Zigner sued. My column chronicled how a jury believed PMB wronged Zigner and awarded him $2.1 million – $1.87 million as punitive damages. That didn’t end it, and much has happened of late.
First, Judge Francisco Firmat on Wednesday reduced the punitive award to $950,000, making the overall judgment $1.2 million. “Disappointing but not surprising,” is how Zigner’s attorney Frank Battaile characterized the decision. A U.S. Supreme Court benchmark is that punitive damages be no more than four times the actual damages, which in this case were $250,000.
More critical to Zigner, however, was that Firmat denied PMB’s motions to toss out the verdict altogether. This means PMB’s next option is the state Court of Appeal. PMB said last fall it would challenge the verdict but on Thursday told me it would have no further comment on any aspect of the dispute.
While Zigner won the lawsuit, it is important to remember he hasn’t collected (because of the possible appeal) and by PMB’s estimate is still $2.8 million in arrears on the house. The house, however, isn’t worth that in today’s market. His real estate agent had buyers interested at about $1.8 million, which would require a short sale.
The agent, Barbara A. Amstadter of Prudential California, wrote to directly to PMB’s board and said she had three potential buyers. Amstadter, a distressed-property expert, wrote that PMB “will lose even more money foreclosing on this property than it would in doing a short sale … based on the industry-accepted knowledge that a foreclosure produces less return than a short sale.”
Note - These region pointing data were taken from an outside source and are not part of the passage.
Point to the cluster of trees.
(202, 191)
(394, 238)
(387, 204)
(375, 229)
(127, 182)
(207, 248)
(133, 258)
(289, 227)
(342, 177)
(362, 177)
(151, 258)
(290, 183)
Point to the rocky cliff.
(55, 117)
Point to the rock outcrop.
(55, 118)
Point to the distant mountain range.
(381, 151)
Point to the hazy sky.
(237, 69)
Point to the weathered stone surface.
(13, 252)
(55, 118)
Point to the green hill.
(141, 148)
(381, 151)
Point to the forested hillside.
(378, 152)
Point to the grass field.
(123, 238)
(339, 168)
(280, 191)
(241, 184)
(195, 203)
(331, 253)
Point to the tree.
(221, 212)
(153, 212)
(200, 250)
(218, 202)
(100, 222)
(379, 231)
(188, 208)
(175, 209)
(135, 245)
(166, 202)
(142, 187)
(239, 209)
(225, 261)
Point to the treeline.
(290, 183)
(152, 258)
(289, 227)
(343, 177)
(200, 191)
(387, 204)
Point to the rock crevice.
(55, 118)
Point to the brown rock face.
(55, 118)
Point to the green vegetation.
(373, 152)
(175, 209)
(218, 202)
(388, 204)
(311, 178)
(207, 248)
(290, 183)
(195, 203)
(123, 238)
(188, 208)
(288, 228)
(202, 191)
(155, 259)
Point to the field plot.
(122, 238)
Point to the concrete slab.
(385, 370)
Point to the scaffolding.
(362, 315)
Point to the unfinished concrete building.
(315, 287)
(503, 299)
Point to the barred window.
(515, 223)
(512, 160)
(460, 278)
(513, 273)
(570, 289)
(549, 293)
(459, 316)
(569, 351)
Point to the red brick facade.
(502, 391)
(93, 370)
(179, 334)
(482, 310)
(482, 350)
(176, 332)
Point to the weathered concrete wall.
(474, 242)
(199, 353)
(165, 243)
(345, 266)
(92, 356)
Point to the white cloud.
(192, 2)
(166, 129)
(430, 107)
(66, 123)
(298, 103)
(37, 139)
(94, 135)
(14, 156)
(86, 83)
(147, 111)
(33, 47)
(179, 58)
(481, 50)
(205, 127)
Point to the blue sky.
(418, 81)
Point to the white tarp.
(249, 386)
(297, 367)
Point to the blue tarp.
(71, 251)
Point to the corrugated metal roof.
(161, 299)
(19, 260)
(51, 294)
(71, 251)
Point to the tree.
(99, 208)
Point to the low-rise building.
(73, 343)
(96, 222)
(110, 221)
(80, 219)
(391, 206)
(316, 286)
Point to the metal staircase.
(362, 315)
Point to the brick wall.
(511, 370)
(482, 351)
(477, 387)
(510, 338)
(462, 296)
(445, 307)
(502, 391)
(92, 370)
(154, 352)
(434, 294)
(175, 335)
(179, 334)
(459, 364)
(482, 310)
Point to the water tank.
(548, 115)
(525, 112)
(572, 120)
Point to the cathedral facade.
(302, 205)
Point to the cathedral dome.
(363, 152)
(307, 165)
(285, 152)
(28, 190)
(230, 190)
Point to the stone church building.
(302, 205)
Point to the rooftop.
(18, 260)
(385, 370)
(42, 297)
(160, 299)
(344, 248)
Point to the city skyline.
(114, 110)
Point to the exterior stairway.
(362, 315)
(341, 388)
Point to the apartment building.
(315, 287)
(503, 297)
PMB’s lawyers, however, replied in a one-paragraph letter stating PMB wasn’t interested and would be foreclosing. Why? PMB isn’t saying. Amstader and Battaile are mystified.
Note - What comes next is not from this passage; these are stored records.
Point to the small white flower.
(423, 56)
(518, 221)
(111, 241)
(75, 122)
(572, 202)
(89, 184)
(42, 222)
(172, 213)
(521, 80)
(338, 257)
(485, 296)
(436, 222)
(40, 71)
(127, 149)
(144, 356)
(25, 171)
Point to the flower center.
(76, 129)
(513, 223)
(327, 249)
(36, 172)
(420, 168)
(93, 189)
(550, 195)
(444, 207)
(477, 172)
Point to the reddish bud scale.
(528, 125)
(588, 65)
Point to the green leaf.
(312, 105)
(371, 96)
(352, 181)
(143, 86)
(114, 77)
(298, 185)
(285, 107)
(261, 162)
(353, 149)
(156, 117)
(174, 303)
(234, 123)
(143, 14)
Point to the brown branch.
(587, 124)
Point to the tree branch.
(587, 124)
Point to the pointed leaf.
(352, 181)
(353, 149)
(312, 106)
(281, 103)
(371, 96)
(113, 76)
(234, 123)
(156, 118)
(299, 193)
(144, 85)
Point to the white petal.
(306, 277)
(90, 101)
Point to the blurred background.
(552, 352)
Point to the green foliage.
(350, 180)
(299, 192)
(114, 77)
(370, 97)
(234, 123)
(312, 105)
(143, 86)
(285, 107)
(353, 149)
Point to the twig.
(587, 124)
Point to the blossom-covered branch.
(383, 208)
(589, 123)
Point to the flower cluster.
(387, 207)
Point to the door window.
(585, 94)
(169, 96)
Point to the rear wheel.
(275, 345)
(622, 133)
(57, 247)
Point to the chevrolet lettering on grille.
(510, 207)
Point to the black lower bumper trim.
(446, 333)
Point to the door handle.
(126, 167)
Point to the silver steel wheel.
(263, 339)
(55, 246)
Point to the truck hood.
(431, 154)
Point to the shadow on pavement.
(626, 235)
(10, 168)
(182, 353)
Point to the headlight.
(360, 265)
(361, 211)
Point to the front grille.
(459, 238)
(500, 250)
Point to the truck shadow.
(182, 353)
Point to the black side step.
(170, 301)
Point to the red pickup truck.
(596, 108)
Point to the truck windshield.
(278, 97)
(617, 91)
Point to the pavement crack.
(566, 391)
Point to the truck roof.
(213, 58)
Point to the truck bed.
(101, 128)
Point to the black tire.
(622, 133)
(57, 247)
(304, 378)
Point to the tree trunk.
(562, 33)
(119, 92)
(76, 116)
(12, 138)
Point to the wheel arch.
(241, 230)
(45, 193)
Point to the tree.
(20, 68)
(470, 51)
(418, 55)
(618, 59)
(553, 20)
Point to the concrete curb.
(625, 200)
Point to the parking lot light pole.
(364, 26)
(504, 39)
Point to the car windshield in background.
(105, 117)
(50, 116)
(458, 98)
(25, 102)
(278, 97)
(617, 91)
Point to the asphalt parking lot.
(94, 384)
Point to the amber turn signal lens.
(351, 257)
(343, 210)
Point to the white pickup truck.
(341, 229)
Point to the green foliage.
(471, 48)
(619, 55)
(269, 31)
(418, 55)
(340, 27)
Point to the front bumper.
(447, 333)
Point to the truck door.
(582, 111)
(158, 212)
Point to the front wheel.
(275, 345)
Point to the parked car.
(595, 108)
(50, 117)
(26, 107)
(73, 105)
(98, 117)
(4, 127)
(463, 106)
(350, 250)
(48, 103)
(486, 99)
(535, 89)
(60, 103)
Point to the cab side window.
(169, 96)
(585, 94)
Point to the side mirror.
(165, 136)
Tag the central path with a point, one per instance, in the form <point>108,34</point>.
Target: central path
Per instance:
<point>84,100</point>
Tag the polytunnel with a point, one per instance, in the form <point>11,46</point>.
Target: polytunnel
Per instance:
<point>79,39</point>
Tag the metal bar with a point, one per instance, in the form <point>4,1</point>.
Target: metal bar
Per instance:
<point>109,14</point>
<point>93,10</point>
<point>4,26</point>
“I’ve never had bank refusing to even let me present short sale offers,” Amstader said. Battaile told me: “I always thought they would come to the table, but they won’t give us the time of day.” Zigner, whose credit would be even further damaged by a foreclosure, thinks PMB is being vindictive. “I won this case. They want to bury me.” It’s also possible, he said, PMB has a buyer lined up.
In recent weeks, as Zigner saw foreclosure looming, he produced a YouTube video (“Support Mark Zigner”) telling his version of the fight. PMB attorneys fired off a cease-and-desist letter, calling the video “highly disparaging, incomplete and inaccurate” and contending that circulating it “constitutes legal defamation.”
Battaile responded that Zigner would not be removing the video – that, in fact, it is far less damaging to PMB than the court’s actual Statement of Decision of the case. “Judgments and verdicts have consequences and your client will have to live with them,” Battaile wrote back.
While Zigner may ultimately collect $1.2 million from PMB, he couldn’t hang onto his dream house. I went to the sale, held in the shade of the courthouse entryway on Civic Center Drive. Dozens of properties were on the block, and more than 35 potential buyers milled. A Mission Viejo house with an opening bid of $435,000 was the subject of an excruciating 15-minute-long bidding war in which the parties went up in $100 increments to the eventual price of $456,200.
Zigner’s house was next but there was no such fight. The preestablished opening bid by PMB was $2,046,938. “Going once … Going twice …” cried the auctioneer. Nobody spoke. In a matter of seconds, it was gone. The bank had taken it.